In this race to further AGI development, concerns about climate change are likely to become more profound. According to Gartner, AI could consume up to 3.5% of the world’s electricity by 2030. University of Washington’s research estimates that GPT-3’s training is estimated to have used 10 gigawatt-hours, roughly equivalent to the annual electricity consumption of 1000 homes in the US. Aside from research on enhancing model efficiency and enterprise AI tools trying to provide more observability into electricity consumption insights, a broad implicit assumption I see with AI optimists is that the tech will be ‘good enough’ to find solutions to pressing problems like climate change and global warming. Perhaps. Though one could argue this strategy isn’t exactly oriented towards prevention but towards repair.
Overall, all these diverse kinds of developments and challenges can sound overwhelming, and it can raise questions like what can India do here and how can India contribute to this exponentially-growing landscape. I once came across a meme that classified the major global players in tech with the punchline “US Innovates, EU Regulates, China Copies.” All these roles are actually important in their own ways, often complementing each other by showing improvements over each other’s work, which can facilitate a healthy form of competition. India also has its own unique quality which enables it to not only compete, but also complement and contribute to global progress. I actually want to add to this punchline and claim, “India Scales.”
We’ve seen way too many diverse examples of this quality in action. India’s Unified Payments Interface (UPI) has scaled direct and real-time payments unlike any other payment system, and is already being used by 12+ countries and studied by dozens more. ISRO is able to launch satellites for other countries at a fraction of the cost compared to NASA, and even sent a rover to Mars for Rs. 7 per km, cheaper than riding in an Auto in a city. We’ve also seen novel tech scaled alongside the diverse fabric of the country, such as with Flipkart’s Voice Recognition recognizing local dialects. Reliance Jio offered the world’s cheapest data services, acquiring more than 100 million users including first-time internet users in the most remote parts of the country, and became the fastest-adopted technology in human history in 2017 according to NiemanLab. Several novel products and services have often been piloted in India, from free WiFi services at India’s Railway Stations started by Google Station, to dedicated web series on Amazon MiniTV currently only available in India.

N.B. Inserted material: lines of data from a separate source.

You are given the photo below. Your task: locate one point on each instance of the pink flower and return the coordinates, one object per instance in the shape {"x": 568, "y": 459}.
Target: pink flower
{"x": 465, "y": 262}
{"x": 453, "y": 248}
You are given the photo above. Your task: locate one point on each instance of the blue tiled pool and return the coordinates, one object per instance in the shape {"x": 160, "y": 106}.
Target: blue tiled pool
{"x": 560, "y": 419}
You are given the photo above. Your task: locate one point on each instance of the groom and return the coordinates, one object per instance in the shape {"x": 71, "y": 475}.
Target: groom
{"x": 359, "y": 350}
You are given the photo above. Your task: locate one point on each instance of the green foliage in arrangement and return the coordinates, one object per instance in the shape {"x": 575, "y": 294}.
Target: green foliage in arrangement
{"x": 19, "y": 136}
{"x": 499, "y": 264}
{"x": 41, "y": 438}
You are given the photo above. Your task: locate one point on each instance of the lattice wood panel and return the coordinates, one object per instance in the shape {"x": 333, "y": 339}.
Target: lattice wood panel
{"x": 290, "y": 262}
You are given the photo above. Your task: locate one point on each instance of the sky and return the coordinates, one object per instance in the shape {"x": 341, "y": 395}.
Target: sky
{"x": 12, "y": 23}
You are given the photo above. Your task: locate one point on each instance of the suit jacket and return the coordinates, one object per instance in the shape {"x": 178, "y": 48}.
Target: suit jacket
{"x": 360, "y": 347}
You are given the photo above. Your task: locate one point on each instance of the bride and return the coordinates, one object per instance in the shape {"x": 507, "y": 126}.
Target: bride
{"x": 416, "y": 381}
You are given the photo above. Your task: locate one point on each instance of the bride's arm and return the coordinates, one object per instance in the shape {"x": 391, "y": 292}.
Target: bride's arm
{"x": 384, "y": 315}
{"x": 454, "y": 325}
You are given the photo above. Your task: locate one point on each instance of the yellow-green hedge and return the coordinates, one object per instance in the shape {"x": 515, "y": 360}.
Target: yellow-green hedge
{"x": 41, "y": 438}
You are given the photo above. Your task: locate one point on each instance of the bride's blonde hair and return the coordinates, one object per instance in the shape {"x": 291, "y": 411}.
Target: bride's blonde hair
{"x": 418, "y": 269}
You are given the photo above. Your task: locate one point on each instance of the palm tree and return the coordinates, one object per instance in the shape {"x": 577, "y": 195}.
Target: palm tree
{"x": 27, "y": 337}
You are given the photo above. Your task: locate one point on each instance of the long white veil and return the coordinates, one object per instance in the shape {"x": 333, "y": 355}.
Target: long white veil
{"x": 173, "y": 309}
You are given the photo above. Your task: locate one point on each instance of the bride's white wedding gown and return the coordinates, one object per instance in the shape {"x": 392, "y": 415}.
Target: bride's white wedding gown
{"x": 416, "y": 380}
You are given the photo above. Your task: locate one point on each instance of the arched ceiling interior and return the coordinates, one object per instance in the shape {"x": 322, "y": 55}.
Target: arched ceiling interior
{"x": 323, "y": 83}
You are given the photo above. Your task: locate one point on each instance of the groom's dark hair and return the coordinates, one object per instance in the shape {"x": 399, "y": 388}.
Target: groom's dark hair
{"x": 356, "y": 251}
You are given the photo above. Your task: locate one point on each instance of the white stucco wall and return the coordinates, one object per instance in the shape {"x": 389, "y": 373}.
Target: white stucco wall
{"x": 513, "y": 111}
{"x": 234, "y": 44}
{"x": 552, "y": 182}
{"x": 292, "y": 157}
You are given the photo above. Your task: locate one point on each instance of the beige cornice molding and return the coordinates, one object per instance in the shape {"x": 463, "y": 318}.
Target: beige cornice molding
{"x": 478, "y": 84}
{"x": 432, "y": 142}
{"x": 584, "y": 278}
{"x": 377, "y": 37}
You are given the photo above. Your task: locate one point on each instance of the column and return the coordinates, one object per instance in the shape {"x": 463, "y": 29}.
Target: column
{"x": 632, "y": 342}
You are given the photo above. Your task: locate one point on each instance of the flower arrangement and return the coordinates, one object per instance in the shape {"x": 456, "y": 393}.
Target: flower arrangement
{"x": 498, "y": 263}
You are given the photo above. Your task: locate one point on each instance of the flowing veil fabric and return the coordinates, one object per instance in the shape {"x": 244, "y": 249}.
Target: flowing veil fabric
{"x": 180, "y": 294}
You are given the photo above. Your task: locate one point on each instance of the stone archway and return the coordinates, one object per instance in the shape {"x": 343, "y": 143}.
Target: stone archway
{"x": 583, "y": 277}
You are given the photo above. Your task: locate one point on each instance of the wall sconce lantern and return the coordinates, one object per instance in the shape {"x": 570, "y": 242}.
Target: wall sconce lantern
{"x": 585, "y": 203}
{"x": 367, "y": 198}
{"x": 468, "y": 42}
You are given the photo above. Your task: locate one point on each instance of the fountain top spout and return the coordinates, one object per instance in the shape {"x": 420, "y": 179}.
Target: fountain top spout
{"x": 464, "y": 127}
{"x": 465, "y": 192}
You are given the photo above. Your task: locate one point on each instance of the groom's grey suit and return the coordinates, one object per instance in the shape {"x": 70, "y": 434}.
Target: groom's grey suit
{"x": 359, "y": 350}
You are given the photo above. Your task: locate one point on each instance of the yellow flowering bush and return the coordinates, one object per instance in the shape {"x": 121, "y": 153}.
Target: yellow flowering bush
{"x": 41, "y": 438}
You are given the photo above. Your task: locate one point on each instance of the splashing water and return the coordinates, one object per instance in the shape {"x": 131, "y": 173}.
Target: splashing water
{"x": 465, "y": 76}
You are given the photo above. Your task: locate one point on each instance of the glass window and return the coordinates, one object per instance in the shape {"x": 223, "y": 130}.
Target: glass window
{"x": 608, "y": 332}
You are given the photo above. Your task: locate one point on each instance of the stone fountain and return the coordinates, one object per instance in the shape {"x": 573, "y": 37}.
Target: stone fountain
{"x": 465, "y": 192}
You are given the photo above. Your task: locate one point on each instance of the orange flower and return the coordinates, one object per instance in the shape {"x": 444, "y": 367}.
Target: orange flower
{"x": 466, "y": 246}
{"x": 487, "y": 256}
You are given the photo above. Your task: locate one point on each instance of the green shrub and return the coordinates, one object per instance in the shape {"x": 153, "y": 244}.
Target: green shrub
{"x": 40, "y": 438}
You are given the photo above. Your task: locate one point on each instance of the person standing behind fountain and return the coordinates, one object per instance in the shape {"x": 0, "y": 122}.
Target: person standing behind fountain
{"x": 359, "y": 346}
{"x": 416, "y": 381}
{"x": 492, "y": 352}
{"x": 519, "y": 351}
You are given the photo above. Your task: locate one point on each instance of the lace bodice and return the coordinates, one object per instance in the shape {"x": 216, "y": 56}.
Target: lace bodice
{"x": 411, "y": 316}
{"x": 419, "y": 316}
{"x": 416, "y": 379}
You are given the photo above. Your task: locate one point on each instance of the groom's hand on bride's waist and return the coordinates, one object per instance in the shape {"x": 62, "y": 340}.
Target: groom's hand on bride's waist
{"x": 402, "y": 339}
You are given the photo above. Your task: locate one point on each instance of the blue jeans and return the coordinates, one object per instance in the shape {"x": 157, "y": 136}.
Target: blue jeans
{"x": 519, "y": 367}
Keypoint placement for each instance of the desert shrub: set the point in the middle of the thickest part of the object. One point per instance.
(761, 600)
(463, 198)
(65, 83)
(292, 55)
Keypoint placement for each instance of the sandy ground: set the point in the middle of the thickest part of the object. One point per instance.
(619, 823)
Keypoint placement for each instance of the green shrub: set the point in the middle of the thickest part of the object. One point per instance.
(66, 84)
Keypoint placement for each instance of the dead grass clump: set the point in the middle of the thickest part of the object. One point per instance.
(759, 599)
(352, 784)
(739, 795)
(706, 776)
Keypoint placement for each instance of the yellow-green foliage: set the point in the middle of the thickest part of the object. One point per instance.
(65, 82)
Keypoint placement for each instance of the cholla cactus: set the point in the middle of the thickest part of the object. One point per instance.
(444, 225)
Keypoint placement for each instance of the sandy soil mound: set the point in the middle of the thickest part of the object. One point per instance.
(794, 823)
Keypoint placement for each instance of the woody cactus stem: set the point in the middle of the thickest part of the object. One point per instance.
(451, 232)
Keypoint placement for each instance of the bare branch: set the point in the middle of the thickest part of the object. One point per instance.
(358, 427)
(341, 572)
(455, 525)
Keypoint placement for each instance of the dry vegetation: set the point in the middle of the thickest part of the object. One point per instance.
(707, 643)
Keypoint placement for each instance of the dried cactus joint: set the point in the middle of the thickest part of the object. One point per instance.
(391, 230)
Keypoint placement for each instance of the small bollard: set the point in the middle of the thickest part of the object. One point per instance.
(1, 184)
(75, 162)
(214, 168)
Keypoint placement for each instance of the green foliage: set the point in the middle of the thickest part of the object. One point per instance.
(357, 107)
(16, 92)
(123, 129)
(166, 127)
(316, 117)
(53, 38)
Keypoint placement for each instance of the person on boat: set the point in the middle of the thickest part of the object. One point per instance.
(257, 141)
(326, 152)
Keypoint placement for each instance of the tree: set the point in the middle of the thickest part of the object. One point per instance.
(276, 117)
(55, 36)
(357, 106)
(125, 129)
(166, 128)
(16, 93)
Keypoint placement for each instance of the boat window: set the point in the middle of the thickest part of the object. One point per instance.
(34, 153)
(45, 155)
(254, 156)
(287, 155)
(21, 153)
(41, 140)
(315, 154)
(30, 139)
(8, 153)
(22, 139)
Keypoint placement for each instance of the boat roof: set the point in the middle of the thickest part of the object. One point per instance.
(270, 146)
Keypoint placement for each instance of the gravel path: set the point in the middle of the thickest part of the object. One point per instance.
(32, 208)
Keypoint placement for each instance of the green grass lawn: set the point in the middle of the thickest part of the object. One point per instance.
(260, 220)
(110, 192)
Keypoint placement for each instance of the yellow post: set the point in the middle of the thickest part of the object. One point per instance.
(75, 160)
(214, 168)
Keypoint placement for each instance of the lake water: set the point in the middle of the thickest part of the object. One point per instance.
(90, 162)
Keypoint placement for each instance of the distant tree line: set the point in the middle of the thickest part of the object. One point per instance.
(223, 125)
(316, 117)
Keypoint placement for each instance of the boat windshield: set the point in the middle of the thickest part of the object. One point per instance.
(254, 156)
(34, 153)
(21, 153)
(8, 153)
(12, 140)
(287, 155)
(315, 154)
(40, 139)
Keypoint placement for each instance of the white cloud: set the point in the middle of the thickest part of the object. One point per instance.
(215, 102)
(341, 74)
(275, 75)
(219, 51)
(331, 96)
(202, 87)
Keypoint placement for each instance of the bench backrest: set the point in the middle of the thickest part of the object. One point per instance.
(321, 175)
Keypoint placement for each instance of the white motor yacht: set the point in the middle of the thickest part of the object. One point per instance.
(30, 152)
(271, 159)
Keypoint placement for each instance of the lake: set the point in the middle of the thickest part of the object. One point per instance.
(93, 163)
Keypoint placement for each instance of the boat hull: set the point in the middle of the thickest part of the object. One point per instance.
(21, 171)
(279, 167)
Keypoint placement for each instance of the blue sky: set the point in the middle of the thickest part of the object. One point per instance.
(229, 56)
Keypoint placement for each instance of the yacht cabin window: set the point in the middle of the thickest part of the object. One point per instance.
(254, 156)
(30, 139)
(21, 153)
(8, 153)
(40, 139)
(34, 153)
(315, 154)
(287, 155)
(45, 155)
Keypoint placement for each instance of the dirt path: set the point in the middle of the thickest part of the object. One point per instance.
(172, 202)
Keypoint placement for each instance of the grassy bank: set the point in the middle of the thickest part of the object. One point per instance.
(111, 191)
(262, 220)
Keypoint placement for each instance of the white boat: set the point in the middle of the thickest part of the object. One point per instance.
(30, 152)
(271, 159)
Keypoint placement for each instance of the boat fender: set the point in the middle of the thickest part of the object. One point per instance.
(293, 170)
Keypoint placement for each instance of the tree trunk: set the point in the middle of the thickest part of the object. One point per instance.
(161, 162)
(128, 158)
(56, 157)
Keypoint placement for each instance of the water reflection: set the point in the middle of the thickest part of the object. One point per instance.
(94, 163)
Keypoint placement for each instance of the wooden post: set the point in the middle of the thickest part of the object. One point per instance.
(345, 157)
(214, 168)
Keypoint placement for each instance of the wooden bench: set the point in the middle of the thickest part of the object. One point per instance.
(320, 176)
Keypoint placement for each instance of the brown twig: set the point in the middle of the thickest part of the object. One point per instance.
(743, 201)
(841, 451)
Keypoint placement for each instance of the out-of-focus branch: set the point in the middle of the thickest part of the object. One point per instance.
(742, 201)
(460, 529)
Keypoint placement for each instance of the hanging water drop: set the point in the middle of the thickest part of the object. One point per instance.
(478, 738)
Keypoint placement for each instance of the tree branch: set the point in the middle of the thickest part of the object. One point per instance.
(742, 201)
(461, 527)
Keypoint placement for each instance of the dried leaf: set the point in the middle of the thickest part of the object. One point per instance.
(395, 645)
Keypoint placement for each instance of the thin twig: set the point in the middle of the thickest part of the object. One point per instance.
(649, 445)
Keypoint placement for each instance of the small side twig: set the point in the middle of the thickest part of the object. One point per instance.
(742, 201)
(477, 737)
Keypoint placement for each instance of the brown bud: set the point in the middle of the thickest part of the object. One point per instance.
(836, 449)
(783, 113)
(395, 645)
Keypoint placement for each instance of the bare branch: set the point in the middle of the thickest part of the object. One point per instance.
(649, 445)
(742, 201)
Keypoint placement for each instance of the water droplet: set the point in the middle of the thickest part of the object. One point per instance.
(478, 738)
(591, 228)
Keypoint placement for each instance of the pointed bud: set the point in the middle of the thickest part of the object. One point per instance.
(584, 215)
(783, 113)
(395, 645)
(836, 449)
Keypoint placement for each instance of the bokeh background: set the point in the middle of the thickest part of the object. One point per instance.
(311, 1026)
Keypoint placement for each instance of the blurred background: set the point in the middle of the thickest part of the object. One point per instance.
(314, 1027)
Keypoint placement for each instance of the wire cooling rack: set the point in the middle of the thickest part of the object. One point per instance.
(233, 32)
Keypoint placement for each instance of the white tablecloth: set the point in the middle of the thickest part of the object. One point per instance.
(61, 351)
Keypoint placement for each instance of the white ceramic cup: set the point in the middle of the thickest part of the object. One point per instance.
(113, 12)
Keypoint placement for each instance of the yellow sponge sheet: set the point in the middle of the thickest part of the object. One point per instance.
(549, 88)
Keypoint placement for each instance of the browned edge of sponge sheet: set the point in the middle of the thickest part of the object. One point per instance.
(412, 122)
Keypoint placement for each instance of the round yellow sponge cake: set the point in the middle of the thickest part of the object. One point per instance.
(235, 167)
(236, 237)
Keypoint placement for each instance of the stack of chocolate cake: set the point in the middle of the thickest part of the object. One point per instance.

Regardless of when it’s the government or private players behind these innovations, India’s geographical, cultural, and linguistic diversity makes its environment really fertile for scaling and democratizing products, while making them useful for diverse user bases and over a tremendous market volume. This is precisely the strength India should hone into and continue to offer. If India can do something for itself, India can do it for the world.